For me the practice is about learning how to experience the timeless, the ultimate.

  • Anything that invites me to mindfulness also invites me to experience the timeless, the ultimate
  • I touch the 2 billion year old stone around my neck; I can’t  imagine 2 billion years and the touching reminds me how I am right now straddling time and the timeless.  
  • We will soon listen attentively to what one another says this evening, that listening allows experience of the timeless
  • I Attentively feel the shape of the chair or cushion, an experience of the timeless.
  • I attentively sense the air around me,  that action allows me to experience the timeless if done mindfully.
  • It is what we sometimes call living in the moment…..actually it is also learning to live, to act in the moment-less.
  • Living, acting in the moment is also living, acting in the ultimate, the timeless.  

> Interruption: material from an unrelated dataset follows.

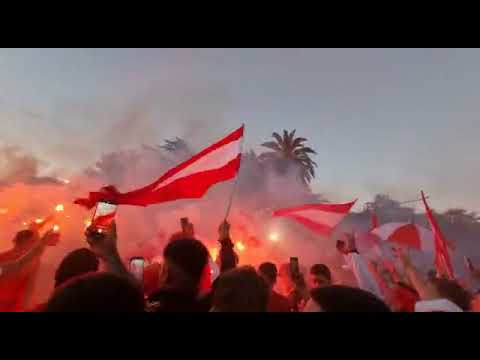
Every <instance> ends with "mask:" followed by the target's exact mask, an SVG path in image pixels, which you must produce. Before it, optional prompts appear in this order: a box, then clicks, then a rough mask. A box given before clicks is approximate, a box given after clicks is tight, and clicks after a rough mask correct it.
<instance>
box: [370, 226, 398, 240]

Thay speaks of standing on the other shore as a future event, and then he also says we are already standing there.

  • This is it; we are already in the ultimate.   In this room, in this moment, I am sitting in time and in the timeless, in the historic and the ultimate 
  • What I do here shapes both, what I do here is transformative in time and in the timeless.  
  • I will die, I will get sick, I will grow old, I will suffer loss.   And what I do here will endure. 

I invite you to listen to one another as we do dharma sharing with the experience of listening in time and the timeless.    

  • And then remember what that feels like.